Tempos estranhos, os que vivemos, para ser preciso lançar-se mão a um “jogo de sorte” como forma de encontrar financiamento, dinheiro, para o Estado avançar com a recuperação dos Monumentos Nacionais e Imóveis ou Conjuntos de Interesse Público, ou Em Vias disso, à sua guarda e que estão a cair aos bocados há décadas e décadas, alguns deles de forma irreversível, acrescente-se.
Com efeito, o Ministério da Cultura fez saber que será no próximo mês de Maio, mais propriamente no dia 18, Dia Internacional dos Museus e do Conselho de Ministros europeus da Cultura, que, finalmente, irá lançar a “Lotaria do Património”, uma iniciativa gizada a meias com a Santa Casa da Misericórdia, mas plagiada de terras gaulesas, e cuja entrada em vigor chegara a ser prevista para 2020 mas que só foi possível ser incluída no OE para 2021.
Aparentemente trata-se de uma “lotaria instantânea”, tal qual a “raspadinha” tradicional, custará apenas 1 euro por boletim e, jura-se a pés juntos, a totalidade da receita será afecta ao Fundo de Salvaguarda do Património Cultural, que depois a redistribuirá por um conjunto de intervenções de salvaguarda e valorização patrimonial de carácter urgente, cuja lista, supomos todos, será clara e amplamente escrutinada.
Estima-se que o mealheiro do Estado arrecade 5 milhões de euros ao ano e deseja-se que a estimativa seja rapidamente revista em alta, porque 5 M€/ano são uma gota de água face ao oceano de antigos conventos, quartéis, igrejas, palácios, faróis, etc., etc., famintos por obras e, tão importante quanto isso, por programa funcionais compatíveis com a sua História.
Porque é disso que se trata, de um imenso património à guarda do Estado, herdado muitas vezes sem saber como, que nunca teve como nem quis manter, atente-se na percentagem risível que o Orçamento do Estado dedica anualmente à Cultura e, dentro desta, ao Património, ano após ano, ciclo eleitoral após ciclo eleitoral, para que tomemos consciência da realidade incontornável: há uma imensa indiferença do Estado, e não só, pelo Património que outros nos deixaram.

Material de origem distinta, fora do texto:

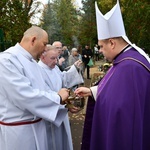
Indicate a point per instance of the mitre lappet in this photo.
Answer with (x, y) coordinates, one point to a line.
(111, 25)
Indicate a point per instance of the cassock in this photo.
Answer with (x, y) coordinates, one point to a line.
(24, 99)
(120, 119)
(59, 137)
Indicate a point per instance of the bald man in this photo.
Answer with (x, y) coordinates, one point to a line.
(25, 99)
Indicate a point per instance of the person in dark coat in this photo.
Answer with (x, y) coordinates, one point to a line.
(119, 114)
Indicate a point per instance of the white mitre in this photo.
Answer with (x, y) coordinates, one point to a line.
(111, 25)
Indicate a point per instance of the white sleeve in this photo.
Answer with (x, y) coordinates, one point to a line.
(94, 91)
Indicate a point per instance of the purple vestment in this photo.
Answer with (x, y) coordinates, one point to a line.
(121, 117)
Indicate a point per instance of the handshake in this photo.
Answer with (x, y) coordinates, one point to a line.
(73, 102)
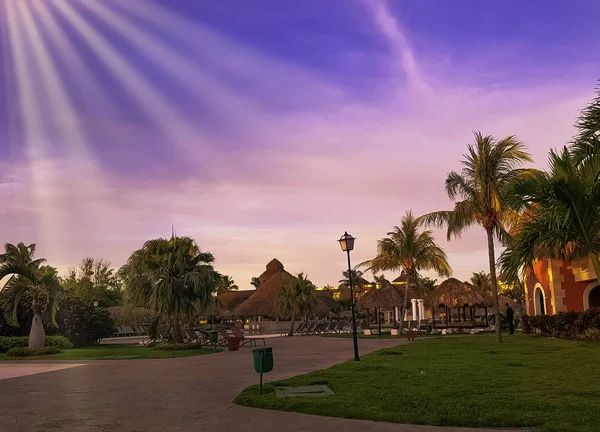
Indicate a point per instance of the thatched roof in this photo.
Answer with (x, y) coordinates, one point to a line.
(454, 293)
(262, 301)
(230, 300)
(326, 298)
(386, 297)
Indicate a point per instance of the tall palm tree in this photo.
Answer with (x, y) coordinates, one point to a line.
(560, 215)
(29, 279)
(296, 298)
(488, 166)
(409, 249)
(171, 277)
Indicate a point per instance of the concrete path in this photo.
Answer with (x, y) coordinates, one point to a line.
(177, 395)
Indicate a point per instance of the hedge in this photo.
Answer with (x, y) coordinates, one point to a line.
(27, 352)
(8, 342)
(566, 325)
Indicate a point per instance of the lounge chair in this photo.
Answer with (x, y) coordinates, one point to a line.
(244, 340)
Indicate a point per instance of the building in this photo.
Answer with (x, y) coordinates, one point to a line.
(561, 286)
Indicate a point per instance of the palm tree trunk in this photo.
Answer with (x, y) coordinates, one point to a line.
(596, 265)
(408, 282)
(492, 258)
(291, 332)
(177, 336)
(37, 335)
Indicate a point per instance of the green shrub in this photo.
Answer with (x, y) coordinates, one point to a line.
(27, 352)
(175, 347)
(568, 325)
(58, 342)
(7, 342)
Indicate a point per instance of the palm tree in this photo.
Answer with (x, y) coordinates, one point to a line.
(296, 298)
(560, 215)
(488, 167)
(409, 249)
(171, 277)
(29, 279)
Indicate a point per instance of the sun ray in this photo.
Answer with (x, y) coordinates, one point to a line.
(67, 50)
(42, 170)
(177, 65)
(179, 132)
(81, 162)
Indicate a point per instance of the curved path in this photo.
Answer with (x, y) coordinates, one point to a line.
(184, 394)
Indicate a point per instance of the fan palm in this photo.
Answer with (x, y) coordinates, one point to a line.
(29, 279)
(171, 277)
(560, 215)
(296, 298)
(409, 249)
(488, 167)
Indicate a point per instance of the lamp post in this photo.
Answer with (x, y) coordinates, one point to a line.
(347, 244)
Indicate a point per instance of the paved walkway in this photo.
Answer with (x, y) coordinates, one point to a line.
(177, 395)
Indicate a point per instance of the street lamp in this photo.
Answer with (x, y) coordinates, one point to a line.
(347, 244)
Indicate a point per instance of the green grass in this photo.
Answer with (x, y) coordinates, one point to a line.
(114, 352)
(363, 336)
(467, 381)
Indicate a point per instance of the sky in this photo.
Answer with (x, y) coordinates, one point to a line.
(266, 129)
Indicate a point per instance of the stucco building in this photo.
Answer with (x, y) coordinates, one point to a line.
(561, 286)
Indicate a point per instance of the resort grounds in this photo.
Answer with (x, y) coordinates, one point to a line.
(459, 381)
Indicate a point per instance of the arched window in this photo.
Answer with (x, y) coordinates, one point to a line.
(539, 301)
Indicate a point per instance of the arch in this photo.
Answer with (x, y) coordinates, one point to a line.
(539, 300)
(591, 296)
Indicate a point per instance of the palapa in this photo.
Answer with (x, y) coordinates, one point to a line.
(454, 293)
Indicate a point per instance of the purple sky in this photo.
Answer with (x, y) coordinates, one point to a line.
(266, 129)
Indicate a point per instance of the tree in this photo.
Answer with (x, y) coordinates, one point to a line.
(560, 214)
(171, 277)
(94, 282)
(296, 298)
(226, 284)
(488, 167)
(29, 279)
(409, 249)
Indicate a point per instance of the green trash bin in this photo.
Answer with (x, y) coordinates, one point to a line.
(267, 359)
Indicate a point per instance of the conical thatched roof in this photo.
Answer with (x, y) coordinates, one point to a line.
(454, 293)
(328, 300)
(262, 301)
(230, 300)
(386, 297)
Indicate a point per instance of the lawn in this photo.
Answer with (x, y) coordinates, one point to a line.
(363, 336)
(114, 352)
(467, 381)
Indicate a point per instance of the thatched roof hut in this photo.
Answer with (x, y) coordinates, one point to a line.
(262, 301)
(326, 298)
(386, 297)
(230, 300)
(454, 293)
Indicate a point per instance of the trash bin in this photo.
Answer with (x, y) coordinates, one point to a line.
(233, 343)
(267, 359)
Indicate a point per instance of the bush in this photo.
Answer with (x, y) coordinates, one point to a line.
(568, 325)
(6, 342)
(27, 352)
(176, 347)
(82, 324)
(58, 342)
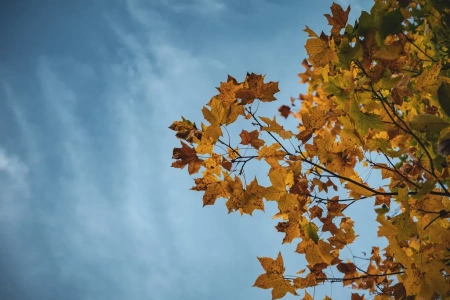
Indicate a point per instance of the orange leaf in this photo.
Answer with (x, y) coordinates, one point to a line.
(339, 18)
(255, 88)
(251, 138)
(186, 156)
(273, 278)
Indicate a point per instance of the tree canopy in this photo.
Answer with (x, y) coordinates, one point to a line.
(381, 85)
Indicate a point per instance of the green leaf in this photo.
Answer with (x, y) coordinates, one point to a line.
(444, 97)
(428, 123)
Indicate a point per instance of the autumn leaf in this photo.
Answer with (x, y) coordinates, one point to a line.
(321, 53)
(273, 278)
(255, 88)
(375, 107)
(338, 19)
(277, 128)
(251, 138)
(186, 156)
(284, 111)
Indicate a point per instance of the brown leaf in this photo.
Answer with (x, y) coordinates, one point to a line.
(339, 18)
(346, 268)
(285, 111)
(186, 156)
(251, 138)
(255, 88)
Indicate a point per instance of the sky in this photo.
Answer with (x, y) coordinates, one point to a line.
(89, 205)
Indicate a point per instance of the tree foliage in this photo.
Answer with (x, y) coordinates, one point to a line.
(380, 86)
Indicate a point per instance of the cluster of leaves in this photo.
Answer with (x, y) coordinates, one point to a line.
(379, 86)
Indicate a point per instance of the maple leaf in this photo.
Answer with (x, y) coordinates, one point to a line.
(222, 113)
(379, 89)
(212, 187)
(273, 278)
(321, 53)
(186, 156)
(244, 200)
(285, 111)
(277, 128)
(186, 130)
(339, 18)
(255, 88)
(228, 90)
(251, 138)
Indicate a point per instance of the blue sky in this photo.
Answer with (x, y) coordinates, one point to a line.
(89, 206)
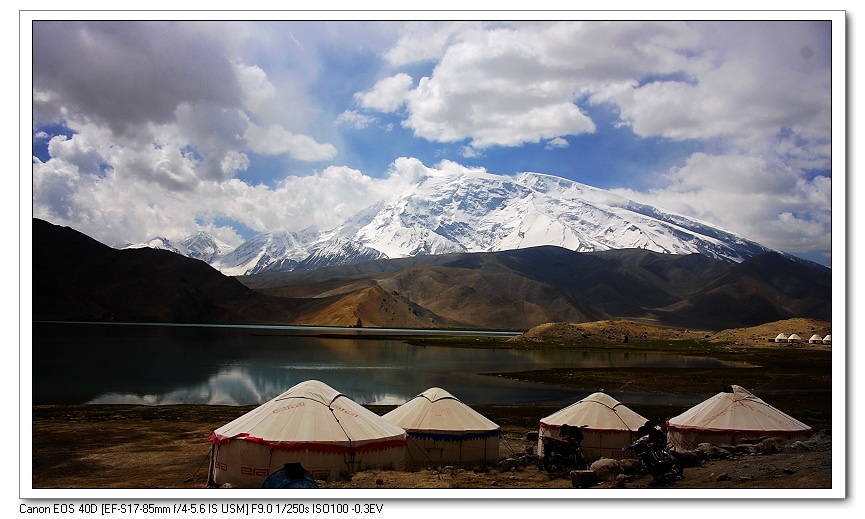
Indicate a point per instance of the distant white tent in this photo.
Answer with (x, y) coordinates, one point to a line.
(444, 431)
(731, 417)
(610, 425)
(311, 424)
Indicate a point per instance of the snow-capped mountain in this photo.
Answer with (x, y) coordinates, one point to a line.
(476, 211)
(199, 246)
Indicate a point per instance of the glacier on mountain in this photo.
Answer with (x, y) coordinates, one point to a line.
(464, 210)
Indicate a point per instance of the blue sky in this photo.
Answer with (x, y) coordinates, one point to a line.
(164, 127)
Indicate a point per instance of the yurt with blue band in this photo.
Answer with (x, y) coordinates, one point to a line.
(442, 430)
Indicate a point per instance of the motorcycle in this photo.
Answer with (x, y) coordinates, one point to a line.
(565, 451)
(656, 457)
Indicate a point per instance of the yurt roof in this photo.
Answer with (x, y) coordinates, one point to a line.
(437, 411)
(310, 412)
(597, 411)
(736, 409)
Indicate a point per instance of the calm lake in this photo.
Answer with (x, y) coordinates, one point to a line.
(228, 365)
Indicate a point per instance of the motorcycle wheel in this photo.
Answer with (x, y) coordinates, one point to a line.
(581, 462)
(659, 477)
(552, 463)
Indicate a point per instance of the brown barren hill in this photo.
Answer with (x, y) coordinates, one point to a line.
(630, 331)
(368, 307)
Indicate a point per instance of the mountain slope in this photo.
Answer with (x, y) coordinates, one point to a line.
(523, 288)
(78, 278)
(463, 210)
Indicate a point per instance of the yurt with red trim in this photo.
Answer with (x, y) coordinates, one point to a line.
(731, 417)
(442, 430)
(610, 425)
(311, 424)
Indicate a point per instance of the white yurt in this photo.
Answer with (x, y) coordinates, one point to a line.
(311, 424)
(732, 417)
(610, 425)
(444, 431)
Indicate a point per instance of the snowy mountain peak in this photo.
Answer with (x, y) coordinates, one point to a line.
(456, 209)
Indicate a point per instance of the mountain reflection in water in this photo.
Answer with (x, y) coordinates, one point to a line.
(160, 365)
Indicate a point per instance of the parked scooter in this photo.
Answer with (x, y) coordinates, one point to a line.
(565, 451)
(654, 453)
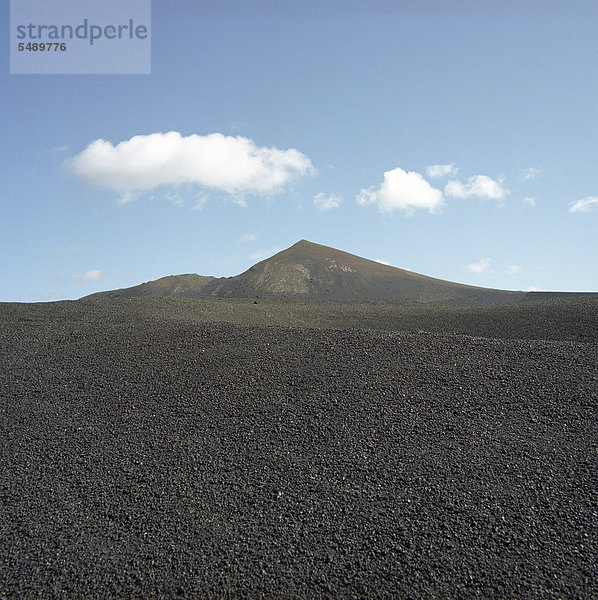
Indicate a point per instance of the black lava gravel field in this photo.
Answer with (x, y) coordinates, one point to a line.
(160, 455)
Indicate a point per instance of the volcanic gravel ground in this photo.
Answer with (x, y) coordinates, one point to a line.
(168, 457)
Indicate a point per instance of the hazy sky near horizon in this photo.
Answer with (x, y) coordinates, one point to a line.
(457, 139)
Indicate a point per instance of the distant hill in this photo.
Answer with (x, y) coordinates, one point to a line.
(312, 271)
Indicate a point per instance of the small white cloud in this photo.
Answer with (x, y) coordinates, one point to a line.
(584, 205)
(405, 190)
(529, 201)
(480, 266)
(73, 249)
(92, 275)
(441, 170)
(234, 165)
(58, 149)
(263, 254)
(530, 173)
(247, 237)
(327, 201)
(480, 186)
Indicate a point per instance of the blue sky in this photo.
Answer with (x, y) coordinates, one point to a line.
(455, 139)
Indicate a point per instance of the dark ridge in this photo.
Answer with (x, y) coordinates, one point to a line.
(181, 448)
(174, 286)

Contudo, esta nova “raspadinha” é uma medida bem-vinda uma vez que o mecenato tradicional tem sido pouco expressivo em Portugal, servindo apenas para acções pontuais de recuperação de património, ainda que por vezes notáveis, mas deixando de fora 90% do património que precisa de obras e de mecenas. Verdade seja dita, ainda, que o Estado também nunca se preocupou especialmente em dar um novo fôlego à Lei do Mecenato, em torná-la mais atractiva para quem quer, e pode, ser Medici no tempo presente, mas isso é outro assunto, ainda que ao mesmo tempo se tenha anunciado um novo “mecenato cultural extraordinário”, com benefícios fiscais acrescidos, ao qual se deseja a mais ampla divulgação e o melhor dos sucessos.
No que toca à nova “raspadinha”, espera-se que a redistribuição dos seus milhões não seja uma “remake” das prodigiosas contrapartidas resultantes da criação do casino de Lisboa, em 2003, que só por uma vez foram elencadas, preto no branco, na dita contrapartida inicial (recorde-se: 33,5% para um teatro no Parque Mayer – supõe-se que na construção, perdão, reabilitação do Capitólio -, 16,5% para outro equipamento cultural no Parque Mayer – supõe-se que no novel Variedades, 16,5% para a recuperação do Pavilhão Carlos Lopes – leia-se recuperação do invólucro, 33,5% para um museu nacional a criar pelo Governo no município de Lisboa – leia-se o novo “hangar” dos coches). A partir da primeira contrapartida, as demais têm vindo a diluir-se nas mais variadas obras camarárias, incluindo, diz-se, as primeiras ciclovias, sem qualquer pré-aviso nem escrutínio.
Que o escrutínio público e a transparência sejam outros desta vez!
Não só porque estamos perante um vício, onde, por norma, são os mais frágeis e vulneráveis que o consomem em maior grau, e pretende-se que assim não seja, envolvendo nesta “raspadinha” todos os que se interessam pelo Património nacional e querem ajudar a que o “status quo” se altere, mas porque está em causa o Interesse Público.